July 2021 Security Updates for the Android OS Are Now Available
The Android Updates Patch Tens of High-Severity Vulnerabilities.
This week, Google has announced that the Android Operating System (OS) updates for July 2021, which include patches for over 40 flaws, are now available.
According to Google advisory, the most critical of these issues is a high-security vulnerability in the System component that could allow a remote threat actor to employ a specially crafted file to perform arbitrary code within the context of a privileged process.

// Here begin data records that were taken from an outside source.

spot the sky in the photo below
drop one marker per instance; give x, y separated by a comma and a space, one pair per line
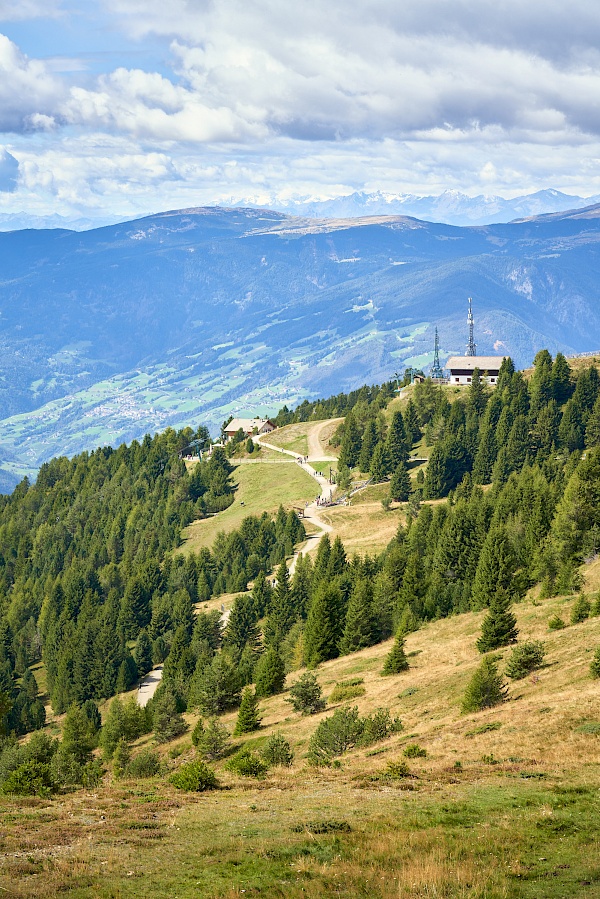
128, 107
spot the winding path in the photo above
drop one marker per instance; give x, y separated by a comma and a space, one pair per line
326, 492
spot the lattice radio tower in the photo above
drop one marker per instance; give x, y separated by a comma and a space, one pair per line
471, 346
436, 372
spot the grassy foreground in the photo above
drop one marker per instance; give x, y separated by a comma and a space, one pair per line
503, 804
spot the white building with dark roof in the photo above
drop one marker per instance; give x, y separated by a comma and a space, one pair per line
461, 368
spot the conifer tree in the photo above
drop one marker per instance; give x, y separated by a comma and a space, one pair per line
248, 718
368, 444
397, 441
380, 464
496, 567
400, 484
322, 627
269, 676
351, 442
485, 689
143, 652
499, 627
396, 660
281, 612
411, 423
359, 630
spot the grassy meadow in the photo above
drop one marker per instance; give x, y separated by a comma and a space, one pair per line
503, 803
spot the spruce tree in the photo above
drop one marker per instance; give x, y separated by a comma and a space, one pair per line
248, 718
397, 441
396, 660
143, 652
485, 689
269, 675
411, 423
496, 567
499, 627
322, 627
359, 630
380, 464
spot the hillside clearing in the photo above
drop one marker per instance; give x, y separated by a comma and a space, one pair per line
260, 488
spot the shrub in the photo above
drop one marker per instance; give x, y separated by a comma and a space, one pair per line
349, 689
335, 735
414, 751
525, 657
305, 695
581, 609
248, 717
247, 763
396, 660
212, 741
278, 751
30, 779
485, 689
378, 726
145, 764
195, 777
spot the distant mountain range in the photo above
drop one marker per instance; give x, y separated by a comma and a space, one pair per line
450, 207
188, 316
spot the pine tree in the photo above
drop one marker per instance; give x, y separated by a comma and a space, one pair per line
359, 630
397, 441
396, 660
369, 441
485, 689
269, 676
380, 463
322, 627
411, 423
143, 652
499, 627
496, 567
248, 718
400, 484
351, 442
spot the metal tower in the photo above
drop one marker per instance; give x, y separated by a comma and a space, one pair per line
471, 346
436, 369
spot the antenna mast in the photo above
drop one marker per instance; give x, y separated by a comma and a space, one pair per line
436, 369
471, 346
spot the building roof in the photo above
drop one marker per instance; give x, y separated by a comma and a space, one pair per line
246, 424
468, 363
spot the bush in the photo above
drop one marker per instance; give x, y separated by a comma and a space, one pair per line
30, 779
378, 726
305, 695
486, 688
581, 609
335, 735
195, 777
145, 764
278, 751
248, 717
247, 764
212, 741
414, 751
349, 689
525, 657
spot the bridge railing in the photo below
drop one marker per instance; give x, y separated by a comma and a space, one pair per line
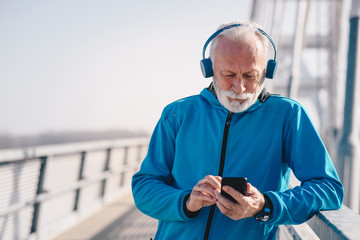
47, 189
342, 224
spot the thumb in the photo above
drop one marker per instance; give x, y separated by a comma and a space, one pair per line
251, 190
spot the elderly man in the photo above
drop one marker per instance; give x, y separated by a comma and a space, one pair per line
234, 129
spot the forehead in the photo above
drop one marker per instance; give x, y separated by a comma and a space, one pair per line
244, 54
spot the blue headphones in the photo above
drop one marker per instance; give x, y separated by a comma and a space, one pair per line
206, 64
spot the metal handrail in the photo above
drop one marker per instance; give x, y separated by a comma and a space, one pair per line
44, 154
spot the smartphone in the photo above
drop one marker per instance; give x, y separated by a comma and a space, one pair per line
238, 183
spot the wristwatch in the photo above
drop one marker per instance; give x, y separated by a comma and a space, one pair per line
265, 213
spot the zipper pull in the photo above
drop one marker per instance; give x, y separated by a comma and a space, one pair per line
228, 119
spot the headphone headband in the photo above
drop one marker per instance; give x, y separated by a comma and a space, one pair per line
206, 64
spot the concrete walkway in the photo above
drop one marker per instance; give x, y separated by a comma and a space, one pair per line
118, 221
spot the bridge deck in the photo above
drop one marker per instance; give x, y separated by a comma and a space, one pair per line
120, 220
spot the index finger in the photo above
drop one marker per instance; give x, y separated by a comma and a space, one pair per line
212, 181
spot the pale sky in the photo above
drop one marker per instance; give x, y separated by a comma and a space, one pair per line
98, 65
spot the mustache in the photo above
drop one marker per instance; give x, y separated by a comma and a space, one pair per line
240, 96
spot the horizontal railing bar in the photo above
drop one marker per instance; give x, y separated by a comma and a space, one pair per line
336, 224
79, 185
8, 156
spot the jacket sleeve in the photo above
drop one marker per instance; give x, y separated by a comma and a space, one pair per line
153, 192
320, 187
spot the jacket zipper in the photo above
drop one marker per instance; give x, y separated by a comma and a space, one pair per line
221, 169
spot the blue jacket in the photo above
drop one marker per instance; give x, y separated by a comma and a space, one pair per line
263, 144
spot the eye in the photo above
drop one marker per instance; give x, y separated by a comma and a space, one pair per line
229, 75
250, 77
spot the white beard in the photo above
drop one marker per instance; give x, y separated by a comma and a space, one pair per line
236, 106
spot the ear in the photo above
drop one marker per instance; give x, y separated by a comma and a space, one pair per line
271, 69
206, 67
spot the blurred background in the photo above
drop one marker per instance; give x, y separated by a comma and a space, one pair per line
95, 66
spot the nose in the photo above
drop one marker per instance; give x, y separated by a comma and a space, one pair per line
238, 85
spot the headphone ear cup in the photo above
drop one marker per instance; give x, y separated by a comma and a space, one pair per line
271, 69
206, 67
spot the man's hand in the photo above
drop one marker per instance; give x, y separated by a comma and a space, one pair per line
246, 206
204, 193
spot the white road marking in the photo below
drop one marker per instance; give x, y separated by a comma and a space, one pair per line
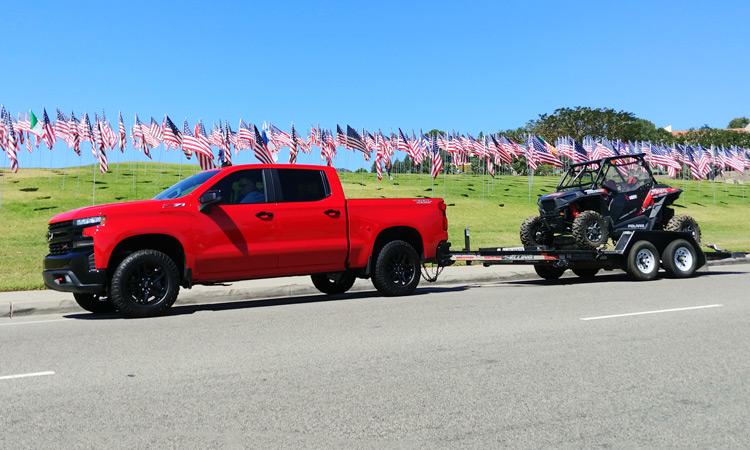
27, 375
688, 308
29, 322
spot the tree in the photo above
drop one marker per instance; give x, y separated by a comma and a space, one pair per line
583, 121
738, 122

2021-07-01 Security Patch Fixes 17 Android Vulnerabilities
As observed by SecurityWeek, seventeen of the bugs were tackled with the 2021-07-01 security patch level. These include:
- Two elevation of privilege vulnerabilities in Framework. The most severe vulnerability in this section could enable a local malicious application to bypass user interaction requirements in order to gain access to additional permissions.

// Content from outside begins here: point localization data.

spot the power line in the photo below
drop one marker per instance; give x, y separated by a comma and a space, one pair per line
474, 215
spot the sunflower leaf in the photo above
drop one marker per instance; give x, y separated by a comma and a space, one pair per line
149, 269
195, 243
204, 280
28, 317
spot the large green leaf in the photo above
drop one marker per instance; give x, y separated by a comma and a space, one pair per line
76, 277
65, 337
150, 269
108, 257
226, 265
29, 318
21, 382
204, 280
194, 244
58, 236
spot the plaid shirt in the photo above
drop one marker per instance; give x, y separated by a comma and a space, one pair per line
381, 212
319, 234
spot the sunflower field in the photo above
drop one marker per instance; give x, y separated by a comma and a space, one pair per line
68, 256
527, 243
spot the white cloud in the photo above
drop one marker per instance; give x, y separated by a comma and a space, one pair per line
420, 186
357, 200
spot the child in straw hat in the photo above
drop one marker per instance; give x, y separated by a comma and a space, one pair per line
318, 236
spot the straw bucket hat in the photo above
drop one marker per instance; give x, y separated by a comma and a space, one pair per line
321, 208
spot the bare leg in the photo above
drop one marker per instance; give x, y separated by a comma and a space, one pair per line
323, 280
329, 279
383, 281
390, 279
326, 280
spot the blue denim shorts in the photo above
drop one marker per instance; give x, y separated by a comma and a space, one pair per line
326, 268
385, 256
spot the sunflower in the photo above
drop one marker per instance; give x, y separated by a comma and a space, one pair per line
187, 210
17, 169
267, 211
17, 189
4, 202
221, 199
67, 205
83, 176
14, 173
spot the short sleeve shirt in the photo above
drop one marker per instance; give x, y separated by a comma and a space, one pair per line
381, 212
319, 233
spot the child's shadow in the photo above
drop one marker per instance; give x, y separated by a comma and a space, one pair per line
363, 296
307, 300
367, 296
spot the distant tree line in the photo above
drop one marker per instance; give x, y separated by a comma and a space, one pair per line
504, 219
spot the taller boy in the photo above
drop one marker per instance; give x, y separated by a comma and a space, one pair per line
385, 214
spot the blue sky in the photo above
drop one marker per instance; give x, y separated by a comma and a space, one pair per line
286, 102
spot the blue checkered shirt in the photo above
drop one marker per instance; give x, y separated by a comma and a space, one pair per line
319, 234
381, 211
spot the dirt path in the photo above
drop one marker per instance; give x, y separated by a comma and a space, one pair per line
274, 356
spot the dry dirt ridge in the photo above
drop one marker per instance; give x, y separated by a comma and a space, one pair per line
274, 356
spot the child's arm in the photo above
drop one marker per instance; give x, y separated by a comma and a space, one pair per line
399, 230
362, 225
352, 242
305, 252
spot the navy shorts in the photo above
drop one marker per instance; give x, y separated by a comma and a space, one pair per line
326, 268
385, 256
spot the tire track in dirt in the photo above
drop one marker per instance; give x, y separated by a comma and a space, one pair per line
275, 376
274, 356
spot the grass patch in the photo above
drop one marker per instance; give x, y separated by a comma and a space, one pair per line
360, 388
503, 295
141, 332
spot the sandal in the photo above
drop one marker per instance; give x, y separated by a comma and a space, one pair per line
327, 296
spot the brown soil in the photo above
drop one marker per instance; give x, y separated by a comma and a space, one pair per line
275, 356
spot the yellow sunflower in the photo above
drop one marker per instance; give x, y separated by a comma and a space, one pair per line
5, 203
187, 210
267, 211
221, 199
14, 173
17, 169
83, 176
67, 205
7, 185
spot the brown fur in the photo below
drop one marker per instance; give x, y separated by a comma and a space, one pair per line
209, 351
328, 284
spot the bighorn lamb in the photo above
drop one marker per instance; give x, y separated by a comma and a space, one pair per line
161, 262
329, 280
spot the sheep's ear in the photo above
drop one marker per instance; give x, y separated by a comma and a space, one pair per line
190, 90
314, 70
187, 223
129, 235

- One elevation of privilege and one information disclosure issue in the Media framework. The most severe vulnerability in this section could enable a local malicious application to execute arbitrary code within the context of a privileged process.

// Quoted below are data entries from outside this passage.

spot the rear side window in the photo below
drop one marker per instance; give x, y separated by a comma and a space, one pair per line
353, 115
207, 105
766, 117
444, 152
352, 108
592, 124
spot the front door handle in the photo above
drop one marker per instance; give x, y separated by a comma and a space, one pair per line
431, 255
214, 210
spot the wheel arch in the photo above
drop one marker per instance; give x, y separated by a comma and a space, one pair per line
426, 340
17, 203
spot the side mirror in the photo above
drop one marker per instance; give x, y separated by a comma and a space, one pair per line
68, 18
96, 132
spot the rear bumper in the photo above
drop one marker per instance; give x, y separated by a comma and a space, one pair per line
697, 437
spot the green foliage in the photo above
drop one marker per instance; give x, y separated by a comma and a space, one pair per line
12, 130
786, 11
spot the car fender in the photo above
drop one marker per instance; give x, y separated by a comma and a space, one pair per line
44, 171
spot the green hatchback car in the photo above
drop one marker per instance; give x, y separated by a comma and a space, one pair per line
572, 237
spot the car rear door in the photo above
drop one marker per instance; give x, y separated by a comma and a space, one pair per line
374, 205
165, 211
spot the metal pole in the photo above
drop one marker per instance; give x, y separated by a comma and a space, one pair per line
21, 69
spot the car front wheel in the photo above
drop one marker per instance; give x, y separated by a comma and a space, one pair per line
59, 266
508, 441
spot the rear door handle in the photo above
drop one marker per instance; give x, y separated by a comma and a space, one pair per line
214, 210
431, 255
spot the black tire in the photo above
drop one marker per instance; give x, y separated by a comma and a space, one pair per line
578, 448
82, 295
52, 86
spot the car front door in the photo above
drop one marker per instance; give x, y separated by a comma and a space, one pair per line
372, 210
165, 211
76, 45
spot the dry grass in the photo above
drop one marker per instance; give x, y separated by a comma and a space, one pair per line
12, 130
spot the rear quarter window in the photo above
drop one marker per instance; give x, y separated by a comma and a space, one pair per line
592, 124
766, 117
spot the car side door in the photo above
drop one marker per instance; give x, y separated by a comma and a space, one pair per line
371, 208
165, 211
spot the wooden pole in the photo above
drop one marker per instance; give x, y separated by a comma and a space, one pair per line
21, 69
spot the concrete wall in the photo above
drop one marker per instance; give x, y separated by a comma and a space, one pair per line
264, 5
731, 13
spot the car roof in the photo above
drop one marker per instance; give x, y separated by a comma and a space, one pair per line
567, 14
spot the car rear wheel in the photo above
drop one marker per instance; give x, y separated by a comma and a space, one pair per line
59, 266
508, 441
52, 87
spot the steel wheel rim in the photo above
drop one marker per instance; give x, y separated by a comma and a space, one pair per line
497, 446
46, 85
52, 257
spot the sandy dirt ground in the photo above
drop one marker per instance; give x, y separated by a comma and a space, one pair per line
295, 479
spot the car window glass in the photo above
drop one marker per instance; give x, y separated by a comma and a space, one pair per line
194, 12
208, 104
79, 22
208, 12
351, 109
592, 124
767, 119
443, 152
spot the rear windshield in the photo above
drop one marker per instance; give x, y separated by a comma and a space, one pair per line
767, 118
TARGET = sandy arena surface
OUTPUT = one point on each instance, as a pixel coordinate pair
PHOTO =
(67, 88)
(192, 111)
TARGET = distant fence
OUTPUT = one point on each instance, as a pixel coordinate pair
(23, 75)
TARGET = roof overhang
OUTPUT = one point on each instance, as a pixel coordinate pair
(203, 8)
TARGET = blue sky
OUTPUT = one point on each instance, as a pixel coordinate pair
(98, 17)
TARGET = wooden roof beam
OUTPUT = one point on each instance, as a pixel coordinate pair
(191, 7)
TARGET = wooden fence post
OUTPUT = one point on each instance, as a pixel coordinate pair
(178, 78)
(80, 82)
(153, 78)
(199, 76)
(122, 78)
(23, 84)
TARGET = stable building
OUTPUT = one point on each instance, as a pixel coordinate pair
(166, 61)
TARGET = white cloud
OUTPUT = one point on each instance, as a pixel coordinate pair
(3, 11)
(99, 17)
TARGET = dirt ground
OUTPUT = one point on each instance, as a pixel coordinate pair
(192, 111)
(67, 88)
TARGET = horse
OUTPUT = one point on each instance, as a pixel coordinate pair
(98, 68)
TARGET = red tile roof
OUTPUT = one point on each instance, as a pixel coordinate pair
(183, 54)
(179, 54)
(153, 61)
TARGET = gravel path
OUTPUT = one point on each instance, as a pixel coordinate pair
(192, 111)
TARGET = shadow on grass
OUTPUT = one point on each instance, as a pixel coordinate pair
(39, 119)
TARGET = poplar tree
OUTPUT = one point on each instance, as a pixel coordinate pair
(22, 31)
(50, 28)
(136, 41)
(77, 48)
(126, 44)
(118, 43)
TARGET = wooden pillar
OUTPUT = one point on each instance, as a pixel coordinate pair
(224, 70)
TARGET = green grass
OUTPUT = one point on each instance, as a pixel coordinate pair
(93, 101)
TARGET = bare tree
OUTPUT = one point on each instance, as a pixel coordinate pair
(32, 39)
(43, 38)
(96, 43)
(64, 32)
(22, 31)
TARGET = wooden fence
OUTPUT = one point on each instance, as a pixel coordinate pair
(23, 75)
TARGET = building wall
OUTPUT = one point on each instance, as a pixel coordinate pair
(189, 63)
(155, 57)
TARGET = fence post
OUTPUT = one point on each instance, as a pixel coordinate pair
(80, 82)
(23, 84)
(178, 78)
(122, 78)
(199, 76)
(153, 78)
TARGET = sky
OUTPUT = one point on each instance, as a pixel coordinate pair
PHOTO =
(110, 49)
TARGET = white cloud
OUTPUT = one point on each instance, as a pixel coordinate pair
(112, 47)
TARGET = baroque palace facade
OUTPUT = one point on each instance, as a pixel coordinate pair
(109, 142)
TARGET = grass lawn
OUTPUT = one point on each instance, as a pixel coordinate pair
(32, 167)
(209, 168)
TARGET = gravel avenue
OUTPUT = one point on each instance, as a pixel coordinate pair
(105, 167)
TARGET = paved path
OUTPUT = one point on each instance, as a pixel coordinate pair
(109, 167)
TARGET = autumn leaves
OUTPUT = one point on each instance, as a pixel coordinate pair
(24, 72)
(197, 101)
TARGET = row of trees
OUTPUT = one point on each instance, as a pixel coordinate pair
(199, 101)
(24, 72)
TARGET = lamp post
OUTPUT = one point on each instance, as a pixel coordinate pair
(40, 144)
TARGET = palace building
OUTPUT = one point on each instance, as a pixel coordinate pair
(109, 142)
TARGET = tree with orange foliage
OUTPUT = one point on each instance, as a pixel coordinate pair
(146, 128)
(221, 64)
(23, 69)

- Seven elevation of privilege and six information disclosure bugs in the System. The most severe vulnerability in this section could enable a local malicious application to bypass user interaction requirements in order to gain access to additional permissions.
All of these vulnerabilities have a severity rating of high and most of them impact devices running Android 8.1, 9, 10, and 11.
Google also brings up three security holes fixed with Google Play system updates. According to the organization, the issues are included in Project Mainline components.
2021-07-05 Security Patch Level Fixes 24 Android Vulnerabilities
The second part of the July Android update appears as the 2021-07-05 security patch level and fixes 24 bugs.
- One issue in Framework that could enable a local attacker with privileged access to gain access to sensitive data
- Four vulnerabilities in the System could enable a remote attacker using a specially crafted file to execute arbitrary code within the context of a privileged process
- One bug in MediaTek components
- One flaw in Widevine DRM
- Ten problems in Qualcomm components
- Seven vulnerabilities in Qualcomm closed-source components.
While most of the bugs presented in the July 2021 Android Security Bulletin are evaluated high severity, the 2021-07-01 security patch level addresses seven issues considered critical severity.
Two of these affect Widevine DRM and Qualcomm components, while the remaining five were addressed in Qualcomm closed-source components.
On July 7th, Google published a security bulletin that contains details of security vulnerabilities and functional improvements affecting supported Pixel devices.